WHEN Dan Otter started teaching in 1992, an insurance agent walked into his fourth-grade classroom in Southern California after school to try to sell him an annuity.
Special Section
Retirement
More articles on employment, investments, estate planning and fitness for retirees.

Add to Portfolio


That was hardly unusual. Back then, people who worked in many schools, church offices and other nonprofit institutions could set up retirement accounts in almost any financial vehicle they could find. Their employers offered little guidance, and local insurance agents wooed teachers in the lunchroom with pizza and sandwiches.
In 2009, however, new federal regulations required employers to be more directly involved in running these programs, known as 403(b) plans for the section of the tax code authorizing them. To make that task easier, the nonprofit institutions began culling the numbers of managers and using more widely available mutual funds.
Today, the streamlined 403(b)’s look more like the private sector’s 401(k) retirement plans, with employees putting part of their paychecks into individual accounts, sometimes with matching amounts from the employer, and choosing investments.
Still, important differences remain. Workers in the nonprofit sector cannot simply follow the advice in the ubiquitous “how to invest your 401(k)” books and articles because many of them also have pensions, annuities or other retirement investments.
If your 403(b) is undergoing renovation, “it’s a good opportunity to assess your position and your long-term goals,” said Bruce Corcoran, vice president for institutional sales and services for the K-12 educational market for the money management firm TIAA-CREF.
Mr. Otter did just that. He rejected the annuity pitch and later co-founded a Web site, 403bwise.com, that provides advice on these plans.
Total 403(b) assets are about $750 billion, according to the financial research firm Cerulli Associates, less than one-fourth the amount of 401(k) plans.
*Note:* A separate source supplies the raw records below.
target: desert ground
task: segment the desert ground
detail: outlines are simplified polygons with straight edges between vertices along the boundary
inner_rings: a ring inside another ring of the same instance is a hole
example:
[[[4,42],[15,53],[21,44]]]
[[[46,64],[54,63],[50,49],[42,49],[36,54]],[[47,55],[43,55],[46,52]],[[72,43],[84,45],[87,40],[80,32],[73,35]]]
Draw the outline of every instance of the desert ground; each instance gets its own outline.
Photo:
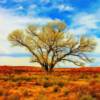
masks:
[[[100,67],[0,67],[0,100],[100,100]]]

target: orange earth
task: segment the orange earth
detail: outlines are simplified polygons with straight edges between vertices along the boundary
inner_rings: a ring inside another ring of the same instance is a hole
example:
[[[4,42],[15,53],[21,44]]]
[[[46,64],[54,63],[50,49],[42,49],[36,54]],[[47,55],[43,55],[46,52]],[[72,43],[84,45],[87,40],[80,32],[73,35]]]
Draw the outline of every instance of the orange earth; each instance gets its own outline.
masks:
[[[100,100],[100,67],[0,66],[0,100]]]

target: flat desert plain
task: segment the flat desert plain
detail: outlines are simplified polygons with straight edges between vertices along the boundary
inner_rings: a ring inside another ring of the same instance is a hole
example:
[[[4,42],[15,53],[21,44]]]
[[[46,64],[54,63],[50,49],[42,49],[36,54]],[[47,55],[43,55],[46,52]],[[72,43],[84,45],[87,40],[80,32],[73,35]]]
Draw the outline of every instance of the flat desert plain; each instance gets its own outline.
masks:
[[[0,66],[0,100],[100,100],[100,67]]]

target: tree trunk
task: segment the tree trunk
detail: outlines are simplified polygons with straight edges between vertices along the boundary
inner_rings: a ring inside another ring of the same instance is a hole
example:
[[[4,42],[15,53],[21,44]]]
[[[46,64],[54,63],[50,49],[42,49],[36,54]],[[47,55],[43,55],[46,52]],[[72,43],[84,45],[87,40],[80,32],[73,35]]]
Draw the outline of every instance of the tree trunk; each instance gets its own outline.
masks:
[[[50,68],[49,68],[49,71],[53,72],[53,68],[54,68],[54,65],[51,65]]]

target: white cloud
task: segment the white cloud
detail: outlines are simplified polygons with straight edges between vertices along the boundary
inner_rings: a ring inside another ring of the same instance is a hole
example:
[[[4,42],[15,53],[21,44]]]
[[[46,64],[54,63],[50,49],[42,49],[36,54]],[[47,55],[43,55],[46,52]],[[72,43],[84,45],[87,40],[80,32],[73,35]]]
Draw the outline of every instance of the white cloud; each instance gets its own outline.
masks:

The largest segment is higher education, followed by health care, K-12 school systems, charitable organizations and religious and other institutions.
The first change that employees will probably notice when their plans reorganize is a drastic reduction in the number of companies allowed to pitch services. At the Los Angeles Unified School District, for instance, that number has shrunk to 27, from 127, said Alan Warhaftig, who teaches English and algebra and is on the school board’s retirement investment advisory committee.
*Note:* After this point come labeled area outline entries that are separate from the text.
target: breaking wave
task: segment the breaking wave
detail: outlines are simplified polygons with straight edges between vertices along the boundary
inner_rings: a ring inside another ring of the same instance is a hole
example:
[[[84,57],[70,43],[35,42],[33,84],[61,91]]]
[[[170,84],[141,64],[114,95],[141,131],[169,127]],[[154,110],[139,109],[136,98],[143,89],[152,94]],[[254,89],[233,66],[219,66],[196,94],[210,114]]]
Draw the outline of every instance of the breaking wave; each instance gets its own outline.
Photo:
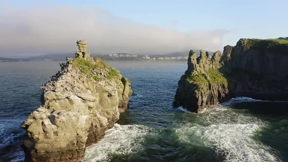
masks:
[[[253,138],[266,126],[265,122],[229,109],[215,108],[198,115],[203,123],[186,124],[176,129],[180,141],[200,142],[213,149],[225,162],[281,161],[277,151]]]
[[[86,149],[85,158],[79,162],[108,162],[141,151],[144,136],[152,132],[152,128],[144,125],[116,123],[103,139]]]

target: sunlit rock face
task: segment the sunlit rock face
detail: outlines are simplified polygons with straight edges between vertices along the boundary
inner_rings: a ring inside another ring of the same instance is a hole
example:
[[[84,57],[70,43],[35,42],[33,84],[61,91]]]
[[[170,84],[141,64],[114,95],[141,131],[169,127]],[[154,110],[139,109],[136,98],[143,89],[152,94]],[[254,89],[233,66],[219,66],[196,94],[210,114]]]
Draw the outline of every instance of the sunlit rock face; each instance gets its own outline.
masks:
[[[77,161],[128,108],[130,81],[101,59],[87,55],[85,41],[77,44],[76,58],[67,58],[61,71],[41,87],[43,104],[21,126],[26,130],[27,161]]]
[[[202,112],[232,97],[288,101],[288,40],[240,39],[210,60],[190,51],[174,106]]]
That does not necessarily mean fewer investment choices, experts say.
“What’s lost is a lot of redundancy,” said John Ragnoni, executive vice president for tax-exempt markets at Fidelity Investments. “The investment lineup still covers the complete spectrum of what a participant would want.” And it has become common for managers to allow access to one another’s products.
Moreover, new choices and services are often added, including lower-cost mutual funds and target-date funds — premixed portfolios based on the investor’s age. In a survey of 80 403(b) plans published in January by the consulting firm Aon Hewitt, 72 percent offered target-date funds, 67 percent provided online tools to help employees make investment decisions and 62 percent were “very likely to perform a comprehensive review of fund offerings” this year.
Mr. Corcoran and others say the newer funds’ fees are typically about 1 percent of assets, which is half or less than those of traditional annuities.
That leaves employees trying to figure out what to do with the annuities.
Annuities often charge surrender fees for withdrawals, typically 1 to 2 percent of assets but sometimes up to 8 percent. A percentage of holdings can generally be withdrawn without charge each year for a rolling period — perhaps 10 percent annually over 10 years.
Participants need someone like a financial adviser to sit down with them, said Marina Edwards, a Chicago-based senior retirement consultant at Towers Watson.
It may also be worth a penalty to switch to a lower-cost mutual fund. “If you’re paying two points higher, then a 2 percent surrender charge isn’t a problem,” said Mr. Warfhig in Los Angeles.
When employers do make significant changes, employees will usually get one to six months of advance notice.
The investment choices and online advice may sound a lot like the world of a 401(k) in the private sector.
The key difference, however, is that most people with 403(b)s can also look forward to a traditional defined-benefit pension, even if many states are trying to reduce the amounts. Those in the corporate world probably cannot.
Of the respondents in Aon Hewitt’s 403(b) survey, 73 percent also provided a pension plan. In a survey by the firm of 500 private companies, 60 percent offered both a pension and a 401(k).
Experts say that a pension’s steady income can play a role equivalent to that of bonds in a 401(k) or 403(b). Thus, Mr. Ragnoni of Fidelity said, “we generally can use that to say there could be more allocation to stocks,” depending on other factors like age and medical expenses.
This article has been revised to reflect the following correction:
Correction: March 7, 2012

An earlier version of this article misspelled the name of the English and algebra teacher with the Los Angeles Unified School District. He is Alan Warhaftig, not Allan Warfhig.